El parto por cesárea y los recuentos elevados de linfocitos T CD4 se asociaron a una disminución del riesgo de transmisión del VIH-1 a las 6 semanas: razón de posibilidades (OR) de 0,60 (IC95: 0,41 a 0,87) para la cesárea, y de 0,89 (IC95: 0,83 a 0,95) por cada aumento de 100 linfocitos T CD4. A los 18 meses, los recuentos elevados de linfocitos T CD4 se asociaron a una disminución del riesgo (OR: 0,87; IC95: 0,83 a 0,92), y la lactancia materna a un aumento del riesgo (OR: 2,18; IC95: 1,50 a 3,17).

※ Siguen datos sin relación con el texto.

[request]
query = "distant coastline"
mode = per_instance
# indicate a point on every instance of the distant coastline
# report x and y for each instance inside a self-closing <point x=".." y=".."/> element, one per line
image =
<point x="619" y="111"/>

El régimen A proporcionó una reducción de la transmisión del VIH-1 del 63% 6 semanas después del parto, aunque puede seguir siendo demasiado complejo y caro en países en desarrollo. Lamentablemente, el régimen más sencillo, el C, no fue superior al placebo, pero el régimen B proporcionó una reducción de la transmisión del VIH-1 del 42%, cifra que puede considerarse aceptable. Sin embargo, aunque los regímenes A y B fueron eficaces para reducir la transmisión vertical del virus a las 6 semanas del parto, sus beneficios disminuyeron considerablemente al cabo de 18 meses, hecho atribuible a la lactancia materna y a la consiguiente transmisión del virus por esta vía. Por lo tanto, los autores concluyen que la introducción en los países subdesarrollados de regímenes breves para evitar la transmisión maternoinfantil del VIH-1 debería acompañarse de medidas para reducir el riesgo de transmisión posterior a través de la lactancia materna. (The Petra study team. Efficacy of three short-course regimens of zidovudine and lamivudine in preventing early and late transmission of HIV-1 from mother to child in Tanzania, South Africa, and Uganda (Petra study): a randomised, double-blind, placebo-controlled trial. Lancet 2002; 359:1178-1186.)